Consider a function $f: \mathbb{R}^n \times \mathbb{R}^m \rightarrow \mathbb{R}$ which is continuous in the first argument, measurable in the second.
Let $m: \mathcal{B}(\mathbb{R}^m) \rightarrow [0,1]$ be a finite measure.
I am wondering if the function $F: \mathbb{R}^n \rightarrow [0,1]$ defined as $$ F(x) := m\left( \{ y \in \mathbb{R}^m \mid f(x,y) \leq 0 \} \right) $$ is measurable.

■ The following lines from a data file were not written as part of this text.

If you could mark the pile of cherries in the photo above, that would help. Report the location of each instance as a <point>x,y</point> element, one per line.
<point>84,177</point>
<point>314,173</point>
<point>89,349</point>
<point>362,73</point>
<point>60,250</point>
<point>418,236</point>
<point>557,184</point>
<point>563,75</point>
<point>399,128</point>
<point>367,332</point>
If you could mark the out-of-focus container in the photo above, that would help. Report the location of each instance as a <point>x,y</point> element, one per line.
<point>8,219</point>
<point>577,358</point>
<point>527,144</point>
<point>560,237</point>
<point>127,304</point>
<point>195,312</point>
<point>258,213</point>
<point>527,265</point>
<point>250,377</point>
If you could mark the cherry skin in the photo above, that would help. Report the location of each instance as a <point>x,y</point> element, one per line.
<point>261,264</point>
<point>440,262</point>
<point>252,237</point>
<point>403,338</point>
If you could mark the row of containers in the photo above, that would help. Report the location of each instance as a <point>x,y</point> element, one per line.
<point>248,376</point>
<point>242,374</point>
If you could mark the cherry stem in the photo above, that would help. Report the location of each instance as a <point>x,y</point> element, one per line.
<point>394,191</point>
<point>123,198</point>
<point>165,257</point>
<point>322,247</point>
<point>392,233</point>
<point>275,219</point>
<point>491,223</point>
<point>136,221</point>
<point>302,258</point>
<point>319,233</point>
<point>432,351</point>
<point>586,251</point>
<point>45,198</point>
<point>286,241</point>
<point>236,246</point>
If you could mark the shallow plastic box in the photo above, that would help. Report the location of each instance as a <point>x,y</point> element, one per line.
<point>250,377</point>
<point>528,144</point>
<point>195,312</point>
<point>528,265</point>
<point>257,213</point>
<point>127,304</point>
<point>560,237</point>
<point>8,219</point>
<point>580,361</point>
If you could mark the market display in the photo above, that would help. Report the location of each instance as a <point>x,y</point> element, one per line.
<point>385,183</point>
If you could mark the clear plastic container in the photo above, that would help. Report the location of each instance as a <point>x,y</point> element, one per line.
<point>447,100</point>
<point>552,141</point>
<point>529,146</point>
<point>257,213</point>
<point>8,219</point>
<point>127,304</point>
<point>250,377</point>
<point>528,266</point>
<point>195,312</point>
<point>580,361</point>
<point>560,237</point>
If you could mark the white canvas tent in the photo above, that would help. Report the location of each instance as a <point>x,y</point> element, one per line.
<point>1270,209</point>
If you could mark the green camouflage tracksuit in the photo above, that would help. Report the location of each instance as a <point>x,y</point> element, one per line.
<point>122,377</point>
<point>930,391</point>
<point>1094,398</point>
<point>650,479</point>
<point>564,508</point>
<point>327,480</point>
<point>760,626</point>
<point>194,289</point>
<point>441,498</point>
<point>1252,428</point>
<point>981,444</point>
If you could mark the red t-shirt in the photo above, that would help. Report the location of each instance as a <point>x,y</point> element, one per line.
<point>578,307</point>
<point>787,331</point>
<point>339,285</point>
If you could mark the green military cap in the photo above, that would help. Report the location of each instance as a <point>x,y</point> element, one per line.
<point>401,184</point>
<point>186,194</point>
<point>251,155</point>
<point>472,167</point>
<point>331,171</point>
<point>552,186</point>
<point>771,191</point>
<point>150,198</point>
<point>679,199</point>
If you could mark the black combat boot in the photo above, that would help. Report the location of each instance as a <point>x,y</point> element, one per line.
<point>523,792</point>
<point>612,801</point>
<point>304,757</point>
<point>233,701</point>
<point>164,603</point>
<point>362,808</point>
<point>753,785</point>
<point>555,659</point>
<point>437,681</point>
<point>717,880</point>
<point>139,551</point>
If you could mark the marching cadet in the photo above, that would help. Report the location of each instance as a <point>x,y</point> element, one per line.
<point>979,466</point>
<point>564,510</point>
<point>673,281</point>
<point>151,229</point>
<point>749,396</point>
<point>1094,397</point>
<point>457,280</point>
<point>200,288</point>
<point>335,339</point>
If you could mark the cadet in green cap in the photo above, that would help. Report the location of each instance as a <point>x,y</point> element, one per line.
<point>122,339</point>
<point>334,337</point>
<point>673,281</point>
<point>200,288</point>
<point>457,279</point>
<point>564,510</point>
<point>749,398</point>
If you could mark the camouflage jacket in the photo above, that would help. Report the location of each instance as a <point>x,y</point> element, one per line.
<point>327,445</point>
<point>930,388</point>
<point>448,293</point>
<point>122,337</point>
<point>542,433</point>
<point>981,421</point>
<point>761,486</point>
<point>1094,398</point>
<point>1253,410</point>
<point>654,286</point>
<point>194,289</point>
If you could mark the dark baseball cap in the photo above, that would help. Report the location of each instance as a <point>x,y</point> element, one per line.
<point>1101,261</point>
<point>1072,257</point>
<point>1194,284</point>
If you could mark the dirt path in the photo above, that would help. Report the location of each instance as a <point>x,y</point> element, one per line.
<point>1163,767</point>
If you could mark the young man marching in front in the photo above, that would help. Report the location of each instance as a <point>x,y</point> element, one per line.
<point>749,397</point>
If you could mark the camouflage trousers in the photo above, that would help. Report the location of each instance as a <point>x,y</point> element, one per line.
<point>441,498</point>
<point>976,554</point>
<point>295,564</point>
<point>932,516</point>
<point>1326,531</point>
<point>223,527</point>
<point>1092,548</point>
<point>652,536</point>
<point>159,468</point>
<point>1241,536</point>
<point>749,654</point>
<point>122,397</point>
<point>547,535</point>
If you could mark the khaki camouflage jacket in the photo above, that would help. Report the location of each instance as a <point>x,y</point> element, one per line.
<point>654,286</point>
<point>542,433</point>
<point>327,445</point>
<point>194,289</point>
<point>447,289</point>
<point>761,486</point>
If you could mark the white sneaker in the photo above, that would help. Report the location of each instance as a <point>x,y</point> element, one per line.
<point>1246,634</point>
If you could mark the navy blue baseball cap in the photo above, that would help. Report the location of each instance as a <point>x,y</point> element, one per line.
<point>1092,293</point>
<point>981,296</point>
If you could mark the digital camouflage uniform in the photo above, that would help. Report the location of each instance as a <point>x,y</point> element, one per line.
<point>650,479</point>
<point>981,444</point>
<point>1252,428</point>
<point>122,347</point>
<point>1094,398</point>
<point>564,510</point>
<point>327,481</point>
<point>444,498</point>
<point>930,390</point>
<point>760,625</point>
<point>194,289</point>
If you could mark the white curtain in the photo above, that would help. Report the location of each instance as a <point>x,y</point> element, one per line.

What I tried to do is to claim that $F$ is upper semicontinuous. This should imply measurability.
The function $f$ is a Caratheodory function and must therefore be jointly measurable, so $A=f^{-1}\big((-\infty,0]\big)$ is a measurable subset of $\mathbb{R}^n\times\mathbb{R}^m$. Let $\nu$ be some finite measure on $\mathbb{R}^n$. The Borel-$\sigma$-algebras have the property that $\mathcal{B}(\mathbb{R}^n\times\mathbb{R}^m)=\mathcal{B}(\mathbb{R}^n)\otimes\mathcal{B}(\mathbb{R}^m)$. Let $1_A$ be the indicator function of $A$. By Fubini's theorem, $$\nu\otimes m(A)=\int_{\mathbb{R}^n}\int_{\mathbb{R}^m} 1_A(x,y)~dm(y)~d\nu(x) $$ and the function $x\mapsto\int_{\mathbb{R}^m} 1_A(x,y)~dm(y)$ is measurable. But $\int_{\mathbb{R}^m} 1_A(x,y)~dm(y)=F(x)$.
Of course, a more direct argument could be made using the essential parts of the proof of Fubini's theorem.